WASHINGTON (Reuters) - A National Security Agency contractor has been arrested and charged with stealing highly classified information, authorities said on Wednesday, a data breach that could mark a damaging new leak about the U.S. government's surveillance efforts.
Harold Thomas Martin, 51, who worked for Booz Allen Hamilton, was taken into custody in Maryland in August, said a U.S. official, speaking on condition of anonymity. Booze Allen is the consulting firm that employed Edward Snowden when he revealed the collection of metadata by the NSA in 2013.
Booz Allen said in a statement that when the company "learned of the arrest of one of its employees by the FBI," they immediately fired the employee and offered full cooperation to the FBI.
The same month Martin was arrested, some of the NSA’s most sophisticated hacking tools were dumped onto public websites by a group calling itself Shadow Brokers.
The company’s stock was down 3.7 percent to $30.33 a share, following the report.
The U.S. Justice Department charged Martin, who had top secret national security clearance, with theft of classified government material, according to a criminal complaint unsealed on Wednesday.
Word of the arrest followed a New York Times report that the Federal Bureau of Investigation was investigating whether he stole and disclosed highly classified computer "source code" developed to hack into the networks of Russia, China, Iran, North Korea and other countries.
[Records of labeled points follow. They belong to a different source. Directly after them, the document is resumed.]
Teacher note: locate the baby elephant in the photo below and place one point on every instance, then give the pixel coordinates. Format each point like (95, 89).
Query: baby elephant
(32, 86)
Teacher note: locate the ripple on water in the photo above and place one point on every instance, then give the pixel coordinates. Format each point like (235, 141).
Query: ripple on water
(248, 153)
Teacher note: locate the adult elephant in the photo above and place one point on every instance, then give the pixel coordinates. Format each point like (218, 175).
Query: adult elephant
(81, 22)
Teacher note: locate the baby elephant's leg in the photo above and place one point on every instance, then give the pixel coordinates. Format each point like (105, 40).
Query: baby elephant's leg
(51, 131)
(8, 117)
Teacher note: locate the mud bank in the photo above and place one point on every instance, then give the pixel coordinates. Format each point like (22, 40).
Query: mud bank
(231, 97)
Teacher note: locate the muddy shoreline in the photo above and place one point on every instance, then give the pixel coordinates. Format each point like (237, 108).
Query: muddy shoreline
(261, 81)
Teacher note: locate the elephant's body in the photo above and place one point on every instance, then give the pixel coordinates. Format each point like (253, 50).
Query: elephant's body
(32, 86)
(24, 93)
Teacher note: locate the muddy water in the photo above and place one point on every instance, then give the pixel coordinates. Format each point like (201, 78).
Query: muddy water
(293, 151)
It was the latest disclosure of details of cyber spying by the U.S. government since Snowden stole and released a vast trove of documents that exposed the reach of the NSA's surveillance programs at home and abroad. It comes at a time of growing concern over the cyberhacking of federal agencies and American political parties.
According to the complaint, documents found in Martin's possession contained sensitive intelligence.
"These six documents were produced through sensitive government sources, methods, and capabilities, which are critical to a wide variety of national security issues," the complaint said. It said Martin had the ability to access U.S. government property that was not permitted to leave its authorized location.
Martin's lawyer could not immediately be reached for comment.
The Justice Department's chief national security prosecutor, John Carlin, declined to comment on the specifics of the case.
He said, however, that insider threats have long posed a challenge to the government.
"I'm sure the trusted professionals I work with across the community will take a hard look at anything they can learn from this case, whether it's about contractors or other issues to see whether they can better defend our systems from others who might try to steal from them,” Carlin said in an interview on CSPAN.
Martin faces up to 10 years in prison if convicted on the most serious charges.
The leak of the NSA hacking tools coincided with U.S. officials saying they had concluded that Russia or its proxies were responsible for hacking political party organizations in the run-up to the Nov. 8 presidential election. The Russian government has denied involvement.